Денежку они промышляли средствами, закону не противоречащими, но несколько дурно пахнущими: задешево скупали зерно у бедняков, или вовсе безлошадных, или собравших столь скудный урожай, что невыгодно было бы везти его на ярмарку – и сами на этих ярмарках продавали, понятно, дороже. Не гнушались и ростовщичества, давали безлошадным в аренду лошадей, отчего тоже имели немалую выгоду, они же держали лавки и кабаки. Полные хозяева здешней жизни, одним словом. Кто-то рассказывал Ахиллесу любопытную вещь: любой из кулаков без труда мог отгрохать где-нибудь на окраине села настоящие хоромы, но мироеды поступали совершенно по-другому: старались втиснуться посреди самых бедных домишек, пусть даже на пятачке, где построишь лишь тесную избушку. Причины были самые житейские: стоящие в отдалении хоромы очень даже свободно могли однажды ночью вспыхнуть ясным пламенем. А поджигать устроившегося «на пятачке» – неминуемо погорят и односельчане, для которых это будет полным жизненным крахом…
Гнусненький, в общем, народец, но выглядят благообразно…
Когда оба допили чай и поставили чашки на блюдце перевернутыми (в знак того, что больше чаевничать не хотят), дядя Казимир глянул на них с немым вопросом. Он словно бы изменился на глазах – несмотря на болезненное состояние, выпрямился, принял горделивую осанку, взор приобрел властность. Классическая картина – помещик изволит беседовать с мужиками, неважно, бедными или зажиточными. В Сибири этакую картинку из прошлого ни за что не удалось бы лицезреть – по причине полного отсутствия там помещиков. Так что Ахиллес смотрел во все глаза.
– Тут такое дело, барин, Казимир Янович… – приопустив глаза, начал тот, что сидел справа, неизвестно, то ли Пров, то ли Гордей. – Такое дело, что ничего не поделаешь… Короче говоря, землицу мы вашу более арендовать не намерены, вот и весь сказ.
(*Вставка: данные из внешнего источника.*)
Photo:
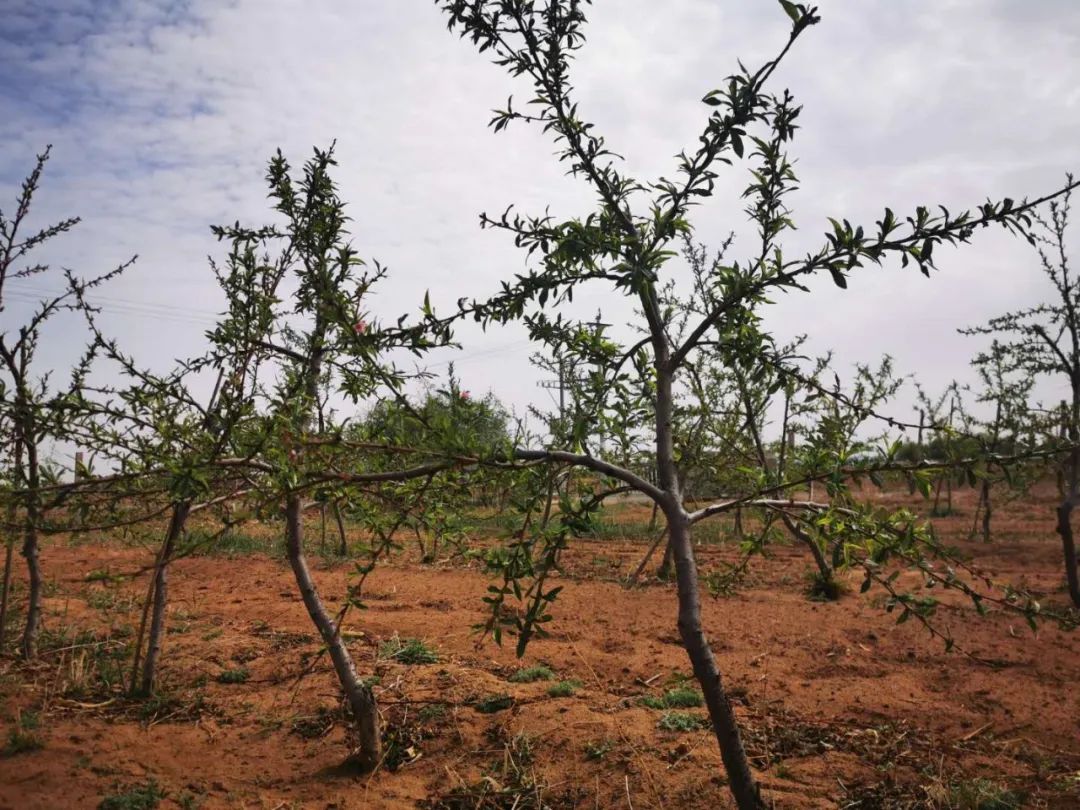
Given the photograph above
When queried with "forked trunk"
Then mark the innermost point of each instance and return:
(360, 697)
(9, 553)
(29, 645)
(8, 558)
(180, 512)
(740, 778)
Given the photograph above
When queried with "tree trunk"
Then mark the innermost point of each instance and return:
(664, 571)
(361, 699)
(180, 512)
(30, 551)
(740, 778)
(1065, 529)
(648, 555)
(343, 547)
(9, 554)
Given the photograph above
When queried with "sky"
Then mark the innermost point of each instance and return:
(162, 115)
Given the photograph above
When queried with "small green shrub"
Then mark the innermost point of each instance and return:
(531, 674)
(432, 712)
(22, 738)
(678, 698)
(683, 698)
(982, 794)
(407, 651)
(144, 797)
(682, 721)
(239, 675)
(494, 703)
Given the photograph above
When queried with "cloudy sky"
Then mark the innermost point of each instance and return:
(162, 115)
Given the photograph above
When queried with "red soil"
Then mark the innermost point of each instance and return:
(841, 706)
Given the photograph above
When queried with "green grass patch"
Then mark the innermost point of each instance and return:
(982, 794)
(494, 703)
(407, 651)
(531, 674)
(143, 797)
(238, 675)
(682, 721)
(680, 697)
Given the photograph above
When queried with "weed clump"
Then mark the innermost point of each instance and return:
(531, 674)
(407, 651)
(144, 797)
(238, 675)
(682, 721)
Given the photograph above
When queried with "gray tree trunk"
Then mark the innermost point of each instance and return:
(180, 512)
(360, 697)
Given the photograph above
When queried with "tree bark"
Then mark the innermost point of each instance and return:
(30, 551)
(9, 555)
(343, 547)
(1068, 543)
(725, 727)
(180, 512)
(360, 697)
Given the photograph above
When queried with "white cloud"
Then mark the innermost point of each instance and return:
(163, 116)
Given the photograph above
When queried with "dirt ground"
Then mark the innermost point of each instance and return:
(840, 705)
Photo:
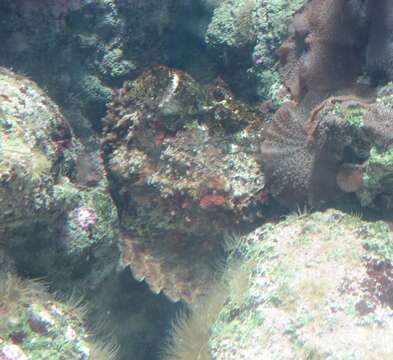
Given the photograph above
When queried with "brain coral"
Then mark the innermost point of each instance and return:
(36, 147)
(322, 55)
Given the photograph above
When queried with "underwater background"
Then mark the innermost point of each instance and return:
(196, 179)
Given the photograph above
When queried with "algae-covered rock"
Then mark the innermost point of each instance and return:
(34, 325)
(36, 148)
(245, 35)
(315, 286)
(182, 169)
(80, 49)
(54, 205)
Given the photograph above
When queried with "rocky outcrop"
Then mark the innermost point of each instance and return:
(314, 285)
(182, 168)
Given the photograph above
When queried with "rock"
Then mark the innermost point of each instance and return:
(319, 286)
(182, 168)
(34, 325)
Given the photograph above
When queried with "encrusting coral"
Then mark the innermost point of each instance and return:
(316, 149)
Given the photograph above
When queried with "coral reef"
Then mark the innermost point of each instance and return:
(379, 49)
(323, 54)
(243, 37)
(79, 50)
(319, 288)
(33, 325)
(51, 221)
(182, 169)
(336, 119)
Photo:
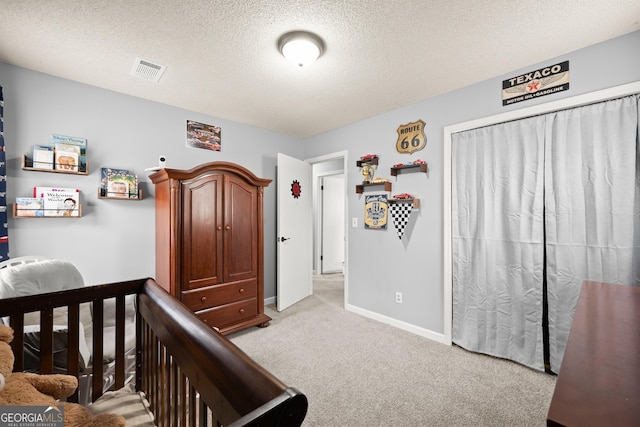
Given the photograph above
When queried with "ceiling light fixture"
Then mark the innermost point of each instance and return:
(301, 47)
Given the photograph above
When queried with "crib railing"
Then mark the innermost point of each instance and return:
(190, 374)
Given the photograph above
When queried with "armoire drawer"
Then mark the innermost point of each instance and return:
(212, 296)
(230, 313)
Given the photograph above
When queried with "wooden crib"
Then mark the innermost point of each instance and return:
(190, 374)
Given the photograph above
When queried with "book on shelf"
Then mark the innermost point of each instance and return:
(67, 157)
(80, 145)
(42, 157)
(118, 183)
(59, 201)
(29, 206)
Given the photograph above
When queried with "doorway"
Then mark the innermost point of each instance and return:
(329, 170)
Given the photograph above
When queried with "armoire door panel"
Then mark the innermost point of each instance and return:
(241, 231)
(202, 232)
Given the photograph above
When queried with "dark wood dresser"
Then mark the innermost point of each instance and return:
(209, 242)
(599, 379)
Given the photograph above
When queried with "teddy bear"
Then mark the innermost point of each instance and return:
(29, 389)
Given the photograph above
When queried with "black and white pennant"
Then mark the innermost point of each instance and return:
(401, 212)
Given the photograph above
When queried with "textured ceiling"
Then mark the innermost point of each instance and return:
(222, 60)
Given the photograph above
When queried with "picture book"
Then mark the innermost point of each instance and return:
(104, 178)
(80, 143)
(67, 157)
(121, 183)
(29, 206)
(59, 201)
(42, 157)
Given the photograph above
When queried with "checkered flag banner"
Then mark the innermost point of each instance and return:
(401, 212)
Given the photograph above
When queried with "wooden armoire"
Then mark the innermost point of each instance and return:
(209, 242)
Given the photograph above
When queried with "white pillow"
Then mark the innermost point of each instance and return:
(60, 340)
(41, 277)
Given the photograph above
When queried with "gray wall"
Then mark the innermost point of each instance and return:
(115, 240)
(379, 264)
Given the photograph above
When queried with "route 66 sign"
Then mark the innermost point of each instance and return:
(411, 137)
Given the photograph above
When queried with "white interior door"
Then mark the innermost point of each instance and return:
(295, 233)
(332, 224)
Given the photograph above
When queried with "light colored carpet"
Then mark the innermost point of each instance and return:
(359, 372)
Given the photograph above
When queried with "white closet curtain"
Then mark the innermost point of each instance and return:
(497, 240)
(566, 183)
(592, 206)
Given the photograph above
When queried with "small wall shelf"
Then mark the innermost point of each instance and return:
(416, 202)
(15, 213)
(27, 164)
(417, 168)
(371, 161)
(100, 196)
(360, 187)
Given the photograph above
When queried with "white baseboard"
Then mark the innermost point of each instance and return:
(426, 333)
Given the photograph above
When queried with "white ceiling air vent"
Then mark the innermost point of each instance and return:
(147, 70)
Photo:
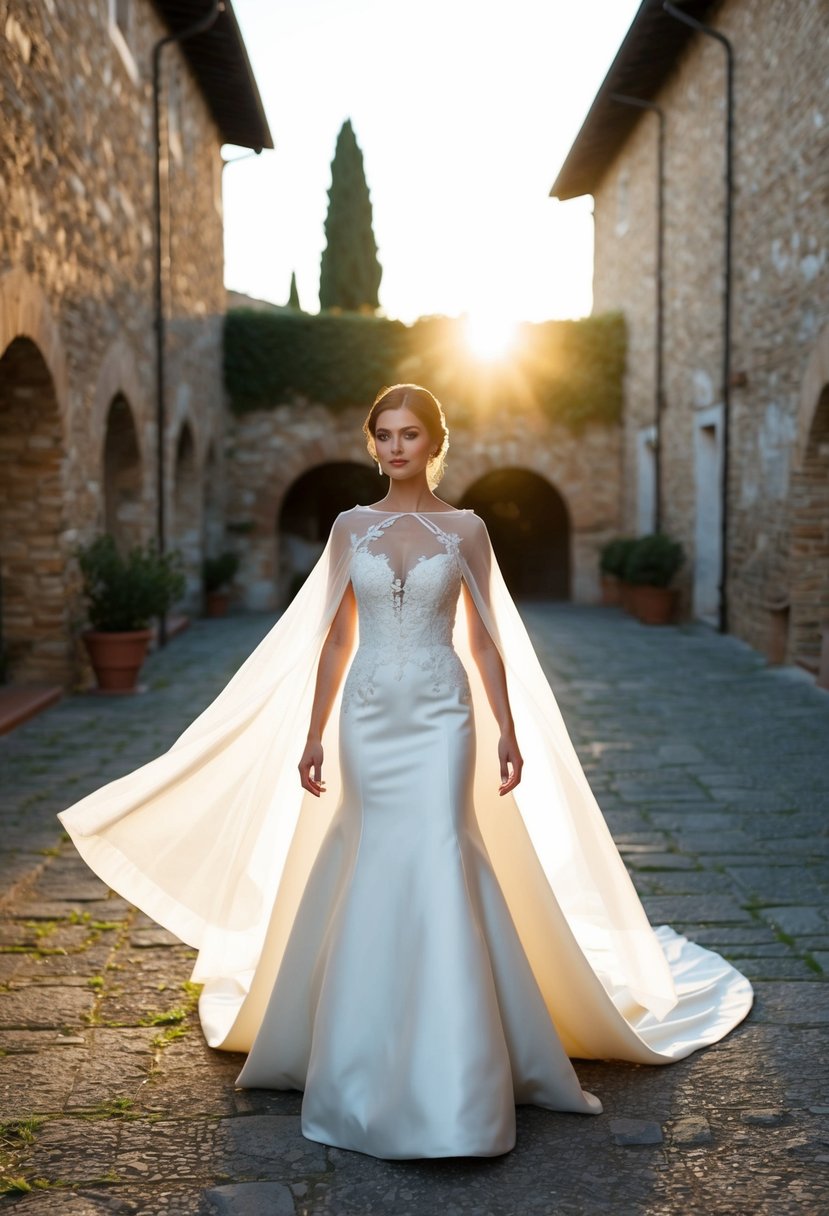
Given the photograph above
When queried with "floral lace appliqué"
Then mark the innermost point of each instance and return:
(405, 620)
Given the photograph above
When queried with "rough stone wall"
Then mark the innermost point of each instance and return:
(269, 450)
(77, 247)
(780, 282)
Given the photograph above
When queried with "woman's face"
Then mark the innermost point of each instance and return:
(402, 444)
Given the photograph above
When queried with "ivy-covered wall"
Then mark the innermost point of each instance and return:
(569, 370)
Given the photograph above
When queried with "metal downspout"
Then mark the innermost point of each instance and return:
(659, 388)
(198, 27)
(678, 15)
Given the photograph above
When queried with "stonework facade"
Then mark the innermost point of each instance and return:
(778, 512)
(78, 427)
(270, 451)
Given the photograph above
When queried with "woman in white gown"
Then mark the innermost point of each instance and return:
(426, 946)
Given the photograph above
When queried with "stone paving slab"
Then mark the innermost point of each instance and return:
(716, 784)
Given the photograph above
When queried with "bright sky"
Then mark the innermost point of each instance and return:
(464, 111)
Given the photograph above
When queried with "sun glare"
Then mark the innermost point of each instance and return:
(490, 336)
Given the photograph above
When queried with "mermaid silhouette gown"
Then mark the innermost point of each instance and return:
(429, 953)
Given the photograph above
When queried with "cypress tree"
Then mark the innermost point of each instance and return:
(350, 272)
(293, 296)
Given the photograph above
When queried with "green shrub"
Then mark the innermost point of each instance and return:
(653, 561)
(124, 592)
(569, 370)
(613, 556)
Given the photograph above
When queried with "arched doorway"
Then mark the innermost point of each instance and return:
(34, 641)
(122, 476)
(214, 516)
(186, 532)
(810, 541)
(308, 511)
(529, 525)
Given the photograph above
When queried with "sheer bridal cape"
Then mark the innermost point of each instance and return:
(215, 838)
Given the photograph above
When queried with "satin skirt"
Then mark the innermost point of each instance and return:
(405, 1006)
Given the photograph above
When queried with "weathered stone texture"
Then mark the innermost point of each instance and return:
(780, 304)
(77, 283)
(269, 449)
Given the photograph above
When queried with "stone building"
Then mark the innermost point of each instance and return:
(773, 519)
(78, 410)
(534, 482)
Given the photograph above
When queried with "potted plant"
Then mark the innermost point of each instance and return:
(652, 564)
(124, 592)
(613, 557)
(218, 574)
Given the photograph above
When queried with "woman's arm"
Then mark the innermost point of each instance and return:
(490, 664)
(333, 657)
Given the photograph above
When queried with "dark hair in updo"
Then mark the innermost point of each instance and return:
(427, 407)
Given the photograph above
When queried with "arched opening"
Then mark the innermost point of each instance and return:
(34, 640)
(214, 525)
(529, 525)
(186, 532)
(122, 476)
(810, 542)
(308, 511)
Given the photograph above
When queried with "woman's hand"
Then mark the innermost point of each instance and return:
(509, 755)
(313, 761)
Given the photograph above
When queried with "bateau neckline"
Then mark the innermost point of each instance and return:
(376, 511)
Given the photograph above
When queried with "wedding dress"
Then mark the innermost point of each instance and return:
(413, 951)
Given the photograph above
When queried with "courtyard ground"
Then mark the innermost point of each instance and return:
(712, 770)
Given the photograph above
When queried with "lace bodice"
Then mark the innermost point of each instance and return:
(406, 579)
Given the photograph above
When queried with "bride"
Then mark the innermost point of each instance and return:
(427, 935)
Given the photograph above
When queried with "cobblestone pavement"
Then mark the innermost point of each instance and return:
(714, 772)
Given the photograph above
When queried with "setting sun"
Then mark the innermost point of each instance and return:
(490, 336)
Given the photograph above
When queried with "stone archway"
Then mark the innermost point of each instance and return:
(214, 511)
(808, 615)
(186, 530)
(529, 524)
(123, 514)
(33, 564)
(308, 512)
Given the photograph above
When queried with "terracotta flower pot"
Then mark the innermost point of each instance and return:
(117, 658)
(626, 596)
(216, 603)
(610, 590)
(655, 606)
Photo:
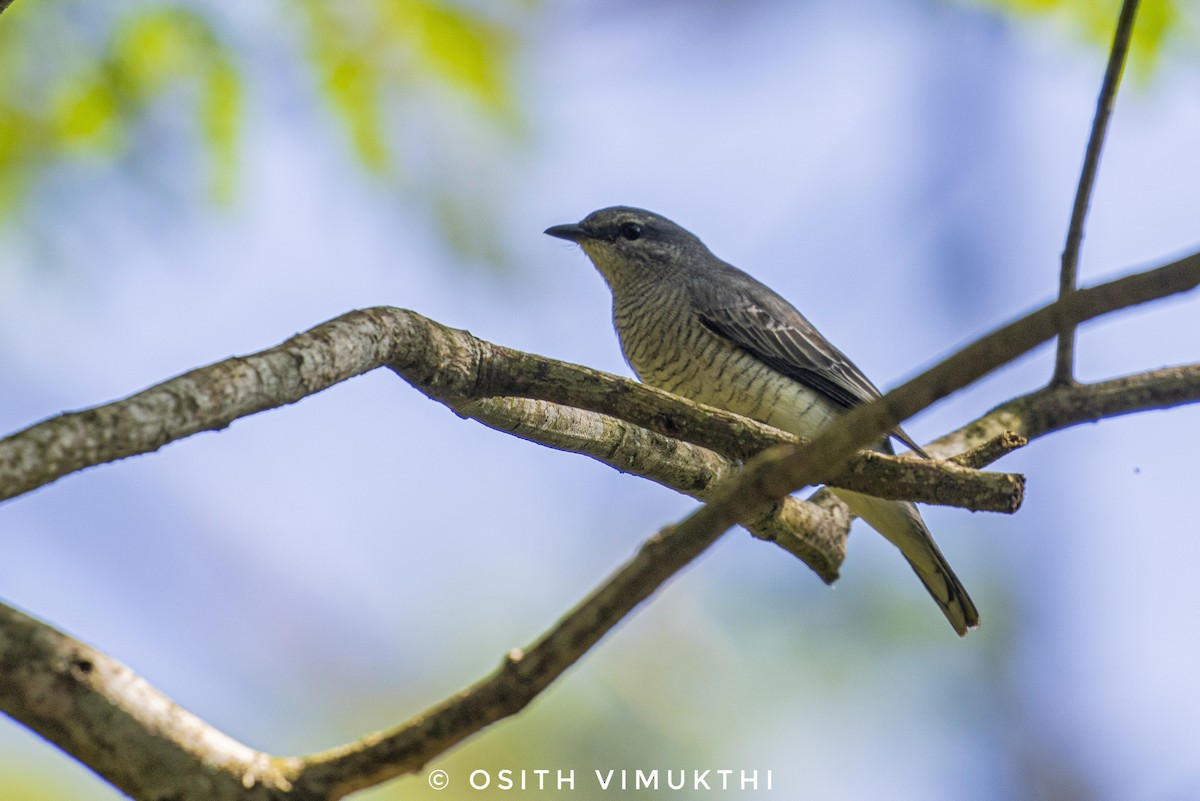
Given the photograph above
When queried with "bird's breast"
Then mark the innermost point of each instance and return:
(669, 348)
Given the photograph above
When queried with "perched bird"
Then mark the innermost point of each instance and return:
(696, 326)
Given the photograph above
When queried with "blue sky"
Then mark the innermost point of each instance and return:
(901, 172)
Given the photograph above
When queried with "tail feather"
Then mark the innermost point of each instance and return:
(900, 523)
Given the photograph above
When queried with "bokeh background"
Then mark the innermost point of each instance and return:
(189, 181)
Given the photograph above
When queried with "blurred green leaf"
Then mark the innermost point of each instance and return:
(371, 52)
(1095, 20)
(72, 90)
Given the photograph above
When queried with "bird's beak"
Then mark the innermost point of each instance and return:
(571, 233)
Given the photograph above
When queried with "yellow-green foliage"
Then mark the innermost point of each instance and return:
(360, 49)
(1096, 20)
(72, 92)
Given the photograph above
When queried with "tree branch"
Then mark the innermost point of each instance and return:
(1065, 356)
(87, 703)
(1055, 408)
(101, 712)
(469, 374)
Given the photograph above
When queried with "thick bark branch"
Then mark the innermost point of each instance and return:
(101, 712)
(91, 705)
(469, 374)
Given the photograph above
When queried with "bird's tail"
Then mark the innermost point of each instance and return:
(901, 524)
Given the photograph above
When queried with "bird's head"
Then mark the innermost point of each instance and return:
(629, 244)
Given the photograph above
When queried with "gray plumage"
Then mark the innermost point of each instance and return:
(702, 329)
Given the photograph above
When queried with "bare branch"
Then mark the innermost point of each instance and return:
(101, 712)
(1055, 408)
(1065, 357)
(769, 476)
(49, 681)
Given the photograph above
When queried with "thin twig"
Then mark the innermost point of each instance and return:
(202, 753)
(1065, 357)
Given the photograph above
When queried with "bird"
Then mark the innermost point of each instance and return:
(700, 327)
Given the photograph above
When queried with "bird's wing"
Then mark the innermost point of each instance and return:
(771, 329)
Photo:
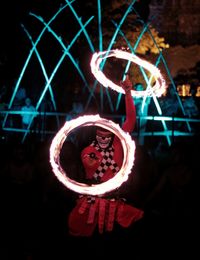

Решение наше твердое, обдуманное со всех сторон, и отступать от него не намерены, уж простите сто раз…
– Но почему? – с неприкрытым удивлением спросил Казимир. – Девять лет арендовали, условия вас всегда устраивали.
– Да вот так уж вышло…
– Я здесь живу пятнадцать лет, – сказал Казимир, явно с некоторым усилием стараясь скрыть удивление и сохранить барственность тона. – И округу знаю хорошо. Другой земли, сдававшейся бы в аренду, нет и неизвестно когда будет. Вы же остаетесь без земли…
– Ну, такая уж Божья воля, что поделаешь…
– Ну что же, – сказал Казимир. – В конце концов, вы двое арендовали только половину моих земель, а другую – Матвей Капитанов. Помню, он хотел бы всю взять, да вы не соглашались. Теперь, полагаю, он все и возьмет.
– Не возьмет, барин, – кратко сообщил его собеседник. – Покойники, оне землицу в аренду брать неспособны. Помер вчера Капитанов, а сыновья его, точно известно, от аренды отцовской откажутся, вот как мы сейчас. Сразу после похорон и откажутся, потому как до похорон заниматься такими делами как-то и невместно… Я вам больше скажу: не найдется в Красавке мужика, который бы согласился вашу землицу арендовать, верно вам говорю, вот, перекрещусь… – Он и в самом деле размашисто перекрестился. – Такая уж обрисовалась линия жизни.
– Это что, заговор какой-то?
– Господь с вами, барин, Казимир Янович, какой такой заговор?[90] Отроду не колдовали, не волхвовали, ни с чем таким не связывались. Просто вот так вот мир порешил, а раз мир порешил, так тому и быть.
Ну, Ахиллес уже знал, как сплошь и рядом обеспечивается «единодушный мирской приговор» – такие вот субъекты, выставив не одно ведро водки (а вдобавок мягонько надавив на своих многочисленных должников), без особого труда добиваются угодного или выгодного им решения…
Оба сделали движение, собираясь встать.